Si cominciò a costruire i quartieri popolari senza tenere conto dei servizi e delle infrastrutture, le città si espansero notevolmente e parallelamente si sviluppò un fenomeno di speculazione edilizia praticamente endemico, specialmente a Roma.
Tutto questo, dice Stabile, ha contribuito a generare alienazione nei quartieri periferici. «Probabilmente è per questo che la città da 15 minuti ha avuto così tanto successo, è soprattutto una questione di comunicazione, ma risponde a un’esigenza vera, perché le grandi città sono andate in una direzione che va in un senso opposto alla dimensione locale, se ne sono accorti in molti durante la pandemia».
Tuttavia, precisa Stabile, è necessario che le istituzioni pubbliche guidino questo processo, per tenere insieme i vari quartieri ed evitare squilibri. «Non possono essere i privati a portare avanti questo modello, serve un intervento del pubblico. Si pensi al Corviale, dove si stanno facendo tanti investimenti e che potrebbe essere un luogo dove attuare questa idea di prossimità. Ma è impensabile farlo senza coinvolgere la Regione Lazio, che gestisce le case popolari attraverso le aziende territoriali».
Nel loro articolo, Marchigiani e Bonfantini aggiungono poi un ulteriore elemento a conclusione dei loro ragionamenti. Le città di solito non sono composte da parti tutte uguali, anzi. Perciò per raggiungere l’obiettivo della città da 15 minuti, ossia l’autosufficienza delle singole parti, è necessario che un progetto urbanistico prenda in considerazione queste parti nel loro insieme e che le iniziative siano studiate e integrate al contesto del quartiere verso le quali sono rivolte, e non banalmente calate dall’alto. Questo perché la corsa a rinforzare le identità locali urbane «potrebbe diventare veicolo di una gentrificazione di alcune zone urbane, portando a un aumento dei prezzi immobiliari e all’espulsione delle persone più vulnerabili».
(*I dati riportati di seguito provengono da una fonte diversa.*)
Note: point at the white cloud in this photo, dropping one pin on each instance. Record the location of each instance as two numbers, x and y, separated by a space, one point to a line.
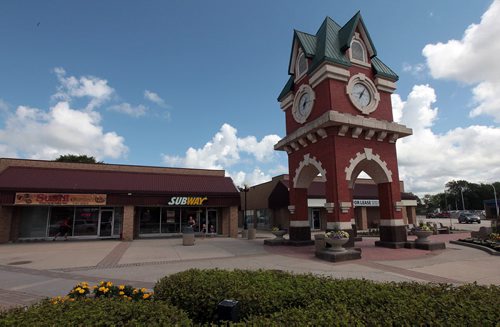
4 107
39 134
225 150
417 70
128 109
255 177
92 87
473 60
154 97
428 160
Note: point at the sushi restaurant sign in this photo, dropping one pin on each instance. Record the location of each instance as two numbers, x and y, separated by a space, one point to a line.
187 200
59 199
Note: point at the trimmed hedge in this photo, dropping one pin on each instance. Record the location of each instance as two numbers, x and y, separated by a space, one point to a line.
96 312
275 296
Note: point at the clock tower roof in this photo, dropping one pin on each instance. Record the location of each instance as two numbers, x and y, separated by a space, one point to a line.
330 44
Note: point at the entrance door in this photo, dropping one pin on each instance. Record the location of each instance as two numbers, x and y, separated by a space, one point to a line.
106 223
315 219
212 221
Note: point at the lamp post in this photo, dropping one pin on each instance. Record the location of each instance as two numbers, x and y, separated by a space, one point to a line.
496 201
462 193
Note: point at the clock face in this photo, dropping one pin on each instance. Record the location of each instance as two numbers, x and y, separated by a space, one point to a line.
361 95
303 103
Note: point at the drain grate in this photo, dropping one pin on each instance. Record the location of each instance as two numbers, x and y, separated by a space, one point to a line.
17 263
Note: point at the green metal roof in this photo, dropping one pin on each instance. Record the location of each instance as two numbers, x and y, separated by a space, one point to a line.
288 87
347 32
308 43
330 44
383 70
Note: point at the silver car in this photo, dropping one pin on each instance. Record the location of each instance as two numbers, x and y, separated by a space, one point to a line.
468 218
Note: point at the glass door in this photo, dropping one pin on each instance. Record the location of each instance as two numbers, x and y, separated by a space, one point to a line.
212 221
106 223
315 219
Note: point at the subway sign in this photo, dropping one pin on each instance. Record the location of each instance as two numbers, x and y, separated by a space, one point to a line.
187 200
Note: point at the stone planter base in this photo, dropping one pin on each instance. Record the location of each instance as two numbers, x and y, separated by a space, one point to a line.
429 246
331 256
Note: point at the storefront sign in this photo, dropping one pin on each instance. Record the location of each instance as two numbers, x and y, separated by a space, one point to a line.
365 203
59 199
187 200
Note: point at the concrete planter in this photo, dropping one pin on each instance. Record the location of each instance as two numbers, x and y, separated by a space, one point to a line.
336 244
422 236
279 233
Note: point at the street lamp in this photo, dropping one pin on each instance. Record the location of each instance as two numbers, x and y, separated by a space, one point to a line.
496 201
462 192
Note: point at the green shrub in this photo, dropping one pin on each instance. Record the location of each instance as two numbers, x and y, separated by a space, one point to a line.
96 312
269 295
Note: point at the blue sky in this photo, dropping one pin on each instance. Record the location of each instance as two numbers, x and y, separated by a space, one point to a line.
143 82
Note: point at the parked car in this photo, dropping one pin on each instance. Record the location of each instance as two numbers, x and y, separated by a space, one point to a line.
468 218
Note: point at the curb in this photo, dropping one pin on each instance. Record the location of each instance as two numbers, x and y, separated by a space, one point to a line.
477 246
La città da 15 minuti può essere insomma uno strumento utile per realizzare un progetto di rigenerazione urbana, concludono Marchigiani e Bonfantini, ma necessita anche di una struttura capace di gestire le trasformazioni che questa rigenerazione comporta, assicurandosi che migliorino davvero la vita di chi nei quartieri ci vive.